O Vereador Armindo Silveira interrogou a maioria sobre a situação das ruínas de Santo Amaro, imóvel classificado, destruídas criminosamente pelos vândalos.
A Outeiro das Mós era detentora do Alvará nº 82A, emitido pela Câmara Municipal de Abrantes, em 28-6-2017, para intervir no prédio fronteiro dessa rua (Marquês de Pombal), tendo as obras sido aprovadas por despacho de 24-11-2016.
O dr. Silveira afirmou que o espaço vandalizado, que contém pinturas murais inéditas e túmulos de abrantinos de Seiscentos, estava cheio de ervas e abandonado.
O Caseiro, aparentemente grande amigo dos promotores, afirmou que os pato-bravos tinham metido novo projecto a parecer da DGPC.

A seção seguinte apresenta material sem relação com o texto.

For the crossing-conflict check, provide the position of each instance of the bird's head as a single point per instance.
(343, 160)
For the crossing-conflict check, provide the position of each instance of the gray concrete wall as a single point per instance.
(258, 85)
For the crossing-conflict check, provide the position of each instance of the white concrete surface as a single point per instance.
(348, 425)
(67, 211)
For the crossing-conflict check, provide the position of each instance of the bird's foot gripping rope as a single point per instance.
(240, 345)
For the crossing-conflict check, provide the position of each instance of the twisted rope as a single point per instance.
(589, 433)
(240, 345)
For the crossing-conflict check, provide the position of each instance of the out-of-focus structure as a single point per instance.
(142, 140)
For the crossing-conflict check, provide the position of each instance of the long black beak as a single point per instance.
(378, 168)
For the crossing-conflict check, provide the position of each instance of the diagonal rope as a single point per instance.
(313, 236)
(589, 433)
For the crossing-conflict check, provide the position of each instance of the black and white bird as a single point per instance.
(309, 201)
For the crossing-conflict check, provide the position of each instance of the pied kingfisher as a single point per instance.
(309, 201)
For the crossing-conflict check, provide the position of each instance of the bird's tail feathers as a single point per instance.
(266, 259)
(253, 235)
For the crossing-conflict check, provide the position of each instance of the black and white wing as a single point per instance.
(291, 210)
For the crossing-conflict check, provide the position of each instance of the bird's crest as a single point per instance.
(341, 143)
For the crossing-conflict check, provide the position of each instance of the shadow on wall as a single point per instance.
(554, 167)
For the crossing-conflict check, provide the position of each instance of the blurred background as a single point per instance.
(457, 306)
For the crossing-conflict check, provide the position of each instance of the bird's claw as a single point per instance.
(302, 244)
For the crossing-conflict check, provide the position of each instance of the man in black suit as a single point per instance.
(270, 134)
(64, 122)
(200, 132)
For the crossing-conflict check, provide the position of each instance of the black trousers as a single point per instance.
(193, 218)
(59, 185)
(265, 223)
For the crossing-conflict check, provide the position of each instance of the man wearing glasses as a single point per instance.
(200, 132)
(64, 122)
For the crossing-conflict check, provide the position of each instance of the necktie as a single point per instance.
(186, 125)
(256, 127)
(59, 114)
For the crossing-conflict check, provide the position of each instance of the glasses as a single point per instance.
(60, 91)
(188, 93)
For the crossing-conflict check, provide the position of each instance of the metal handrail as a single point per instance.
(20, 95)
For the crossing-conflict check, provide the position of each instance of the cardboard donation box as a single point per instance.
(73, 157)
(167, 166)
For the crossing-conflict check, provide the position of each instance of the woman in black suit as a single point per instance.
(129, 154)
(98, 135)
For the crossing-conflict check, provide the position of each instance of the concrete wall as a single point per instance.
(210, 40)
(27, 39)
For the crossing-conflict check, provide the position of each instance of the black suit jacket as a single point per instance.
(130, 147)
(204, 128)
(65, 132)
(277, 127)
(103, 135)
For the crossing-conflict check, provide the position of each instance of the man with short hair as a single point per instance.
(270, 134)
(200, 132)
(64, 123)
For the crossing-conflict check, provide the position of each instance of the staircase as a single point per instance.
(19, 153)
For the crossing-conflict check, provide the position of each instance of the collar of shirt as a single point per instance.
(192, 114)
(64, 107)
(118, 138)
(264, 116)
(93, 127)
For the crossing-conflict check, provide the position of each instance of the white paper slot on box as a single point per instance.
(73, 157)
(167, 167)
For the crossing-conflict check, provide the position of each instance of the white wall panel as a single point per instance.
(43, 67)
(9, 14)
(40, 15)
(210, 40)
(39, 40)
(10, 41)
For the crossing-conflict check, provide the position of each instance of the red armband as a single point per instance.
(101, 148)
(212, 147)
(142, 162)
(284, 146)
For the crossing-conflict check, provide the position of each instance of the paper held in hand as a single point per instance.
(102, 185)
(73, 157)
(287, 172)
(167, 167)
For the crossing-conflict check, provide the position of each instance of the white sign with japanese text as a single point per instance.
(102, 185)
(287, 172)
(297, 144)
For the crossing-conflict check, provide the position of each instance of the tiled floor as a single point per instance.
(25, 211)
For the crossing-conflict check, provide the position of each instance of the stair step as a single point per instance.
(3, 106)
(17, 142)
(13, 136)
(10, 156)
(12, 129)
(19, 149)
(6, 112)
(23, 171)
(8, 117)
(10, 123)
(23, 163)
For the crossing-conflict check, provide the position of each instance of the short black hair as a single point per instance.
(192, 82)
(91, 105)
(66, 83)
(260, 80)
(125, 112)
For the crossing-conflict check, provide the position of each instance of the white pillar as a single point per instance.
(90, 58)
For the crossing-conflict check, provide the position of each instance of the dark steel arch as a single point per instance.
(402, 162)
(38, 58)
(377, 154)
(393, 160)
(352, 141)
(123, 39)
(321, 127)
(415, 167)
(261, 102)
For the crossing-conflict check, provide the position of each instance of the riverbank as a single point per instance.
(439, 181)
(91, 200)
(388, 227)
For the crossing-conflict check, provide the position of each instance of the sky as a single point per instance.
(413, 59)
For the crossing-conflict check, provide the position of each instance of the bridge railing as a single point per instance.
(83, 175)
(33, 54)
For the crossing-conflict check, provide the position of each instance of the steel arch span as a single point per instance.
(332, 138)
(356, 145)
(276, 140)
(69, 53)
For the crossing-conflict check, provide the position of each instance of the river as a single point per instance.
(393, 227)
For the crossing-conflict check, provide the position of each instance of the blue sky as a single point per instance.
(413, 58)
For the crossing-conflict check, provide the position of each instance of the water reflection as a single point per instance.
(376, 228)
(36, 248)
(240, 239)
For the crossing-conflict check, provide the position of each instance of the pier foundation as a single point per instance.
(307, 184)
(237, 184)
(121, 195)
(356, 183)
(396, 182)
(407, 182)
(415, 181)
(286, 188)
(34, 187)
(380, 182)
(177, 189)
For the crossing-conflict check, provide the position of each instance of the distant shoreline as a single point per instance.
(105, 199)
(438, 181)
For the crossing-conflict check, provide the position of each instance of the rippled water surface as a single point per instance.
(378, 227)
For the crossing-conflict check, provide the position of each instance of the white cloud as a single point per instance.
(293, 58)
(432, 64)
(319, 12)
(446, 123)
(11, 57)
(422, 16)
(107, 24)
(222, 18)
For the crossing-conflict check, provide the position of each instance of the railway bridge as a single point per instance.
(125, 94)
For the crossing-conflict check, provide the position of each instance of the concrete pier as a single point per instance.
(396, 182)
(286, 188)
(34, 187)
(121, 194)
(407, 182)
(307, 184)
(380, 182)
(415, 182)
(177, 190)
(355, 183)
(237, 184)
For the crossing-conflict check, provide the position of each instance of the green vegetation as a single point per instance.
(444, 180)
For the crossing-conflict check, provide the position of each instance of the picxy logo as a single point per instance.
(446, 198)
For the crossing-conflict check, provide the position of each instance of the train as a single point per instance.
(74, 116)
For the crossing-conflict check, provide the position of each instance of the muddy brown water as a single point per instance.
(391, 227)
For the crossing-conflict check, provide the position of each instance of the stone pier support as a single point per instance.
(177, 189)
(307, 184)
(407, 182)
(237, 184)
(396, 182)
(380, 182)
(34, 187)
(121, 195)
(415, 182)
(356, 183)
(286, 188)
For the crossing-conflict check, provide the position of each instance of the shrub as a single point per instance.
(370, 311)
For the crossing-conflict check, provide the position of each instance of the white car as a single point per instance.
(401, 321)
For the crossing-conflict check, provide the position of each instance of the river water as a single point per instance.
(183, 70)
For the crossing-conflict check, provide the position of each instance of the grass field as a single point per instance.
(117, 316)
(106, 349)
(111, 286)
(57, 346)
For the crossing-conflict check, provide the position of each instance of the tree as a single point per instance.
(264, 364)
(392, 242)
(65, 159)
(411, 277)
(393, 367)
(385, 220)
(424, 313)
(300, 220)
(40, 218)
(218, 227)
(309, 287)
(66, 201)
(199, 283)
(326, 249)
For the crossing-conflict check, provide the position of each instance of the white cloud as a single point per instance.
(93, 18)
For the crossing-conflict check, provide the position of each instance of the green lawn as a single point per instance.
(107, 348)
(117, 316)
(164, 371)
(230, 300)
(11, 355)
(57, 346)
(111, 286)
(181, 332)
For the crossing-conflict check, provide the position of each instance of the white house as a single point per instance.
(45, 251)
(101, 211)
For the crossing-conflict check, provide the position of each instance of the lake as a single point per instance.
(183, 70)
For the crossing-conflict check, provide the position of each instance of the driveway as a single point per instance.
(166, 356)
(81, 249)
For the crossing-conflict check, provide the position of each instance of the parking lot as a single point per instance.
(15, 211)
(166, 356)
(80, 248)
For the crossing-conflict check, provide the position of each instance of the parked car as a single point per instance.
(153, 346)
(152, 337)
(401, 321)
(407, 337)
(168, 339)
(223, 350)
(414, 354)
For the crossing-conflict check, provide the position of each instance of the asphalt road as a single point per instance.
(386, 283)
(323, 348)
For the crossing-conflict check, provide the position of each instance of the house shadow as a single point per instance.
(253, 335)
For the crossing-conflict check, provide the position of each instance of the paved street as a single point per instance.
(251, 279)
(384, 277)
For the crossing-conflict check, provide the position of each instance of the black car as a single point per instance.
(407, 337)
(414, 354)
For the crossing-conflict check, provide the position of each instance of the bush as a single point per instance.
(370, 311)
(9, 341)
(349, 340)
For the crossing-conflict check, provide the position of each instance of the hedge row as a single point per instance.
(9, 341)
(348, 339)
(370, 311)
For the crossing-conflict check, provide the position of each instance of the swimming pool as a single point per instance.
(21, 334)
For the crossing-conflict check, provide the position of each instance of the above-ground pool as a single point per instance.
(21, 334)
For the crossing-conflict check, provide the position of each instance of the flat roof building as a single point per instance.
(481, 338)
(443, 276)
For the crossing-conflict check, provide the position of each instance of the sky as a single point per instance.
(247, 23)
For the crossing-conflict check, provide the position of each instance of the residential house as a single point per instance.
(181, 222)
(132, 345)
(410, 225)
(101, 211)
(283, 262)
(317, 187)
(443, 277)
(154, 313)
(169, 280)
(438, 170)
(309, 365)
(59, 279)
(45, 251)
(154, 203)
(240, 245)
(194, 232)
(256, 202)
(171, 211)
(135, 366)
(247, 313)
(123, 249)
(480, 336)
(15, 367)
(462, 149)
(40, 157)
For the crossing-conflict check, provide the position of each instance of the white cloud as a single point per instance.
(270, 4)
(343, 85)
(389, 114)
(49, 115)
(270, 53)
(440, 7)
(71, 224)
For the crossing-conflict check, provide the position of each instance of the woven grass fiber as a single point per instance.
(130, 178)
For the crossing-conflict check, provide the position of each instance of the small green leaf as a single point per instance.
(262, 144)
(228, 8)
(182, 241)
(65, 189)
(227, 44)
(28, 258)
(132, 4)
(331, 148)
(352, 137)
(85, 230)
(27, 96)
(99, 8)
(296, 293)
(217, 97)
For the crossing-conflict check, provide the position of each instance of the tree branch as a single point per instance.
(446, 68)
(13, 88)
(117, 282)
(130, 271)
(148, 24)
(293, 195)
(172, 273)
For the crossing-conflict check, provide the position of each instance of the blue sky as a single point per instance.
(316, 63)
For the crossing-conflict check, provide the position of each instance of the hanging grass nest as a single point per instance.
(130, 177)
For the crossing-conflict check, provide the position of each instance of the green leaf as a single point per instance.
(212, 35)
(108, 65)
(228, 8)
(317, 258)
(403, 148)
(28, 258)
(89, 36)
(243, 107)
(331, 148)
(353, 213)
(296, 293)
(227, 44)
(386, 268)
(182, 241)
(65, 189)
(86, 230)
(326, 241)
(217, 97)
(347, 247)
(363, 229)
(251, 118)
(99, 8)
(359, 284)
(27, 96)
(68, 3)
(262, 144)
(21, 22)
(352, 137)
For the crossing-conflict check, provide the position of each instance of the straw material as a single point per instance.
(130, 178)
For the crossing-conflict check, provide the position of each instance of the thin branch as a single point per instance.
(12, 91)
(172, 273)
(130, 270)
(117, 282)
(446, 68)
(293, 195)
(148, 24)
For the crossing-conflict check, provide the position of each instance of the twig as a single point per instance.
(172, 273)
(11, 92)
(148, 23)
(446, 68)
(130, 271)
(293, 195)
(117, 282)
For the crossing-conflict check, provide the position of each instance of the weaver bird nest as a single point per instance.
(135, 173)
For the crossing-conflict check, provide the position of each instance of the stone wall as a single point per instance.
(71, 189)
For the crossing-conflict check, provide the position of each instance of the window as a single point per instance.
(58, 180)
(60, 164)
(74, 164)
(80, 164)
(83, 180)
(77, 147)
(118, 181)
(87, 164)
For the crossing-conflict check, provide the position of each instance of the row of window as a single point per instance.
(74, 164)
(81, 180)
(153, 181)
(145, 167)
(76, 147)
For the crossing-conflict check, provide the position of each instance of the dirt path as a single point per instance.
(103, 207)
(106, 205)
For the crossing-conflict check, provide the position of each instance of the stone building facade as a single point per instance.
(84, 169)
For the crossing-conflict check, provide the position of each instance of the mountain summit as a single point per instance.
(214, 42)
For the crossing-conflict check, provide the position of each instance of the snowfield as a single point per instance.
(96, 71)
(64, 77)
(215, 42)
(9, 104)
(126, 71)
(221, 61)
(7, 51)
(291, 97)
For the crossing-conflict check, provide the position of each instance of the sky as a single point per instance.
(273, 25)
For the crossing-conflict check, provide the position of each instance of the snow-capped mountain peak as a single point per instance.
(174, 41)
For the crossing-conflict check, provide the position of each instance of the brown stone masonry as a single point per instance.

Mas calou sobre o resultado do processo de contra-ordenação que em Novembro de 2017, moveu à pataria a autarquia.
Estamos em 2021, o que aconteceu à contra-ordenação?
Levou sumiço?
Continua a andar a passo de caracol?
Como a metida contra o boticário Silva, que destruiu meia rua, ao lado dum imóvel de interesse público, a Casa da Câmara, edifício joanino do máximo interesse, apesar de ter sido abandalhada pelas obras do Bioucas?
Sobre os vândalos pende um processo-crime na comarca e a Judite, também vagarosa, investigava.

Toda esta situação, edis como o Caseiro, patos-bravos como os do Outeiro, Vereadores da Incultura como o neo-fascista Dias, serviços de urbanismo incompetentes como os da Sara Morgado, tornam a vida do património abrantino....um calvário.
Pelo menos desta vez sentaram-se disciplinados perante um magistrado.
Num processo-crime.
E outros também se sentaram no caso da Amieira.
É para aprenderem.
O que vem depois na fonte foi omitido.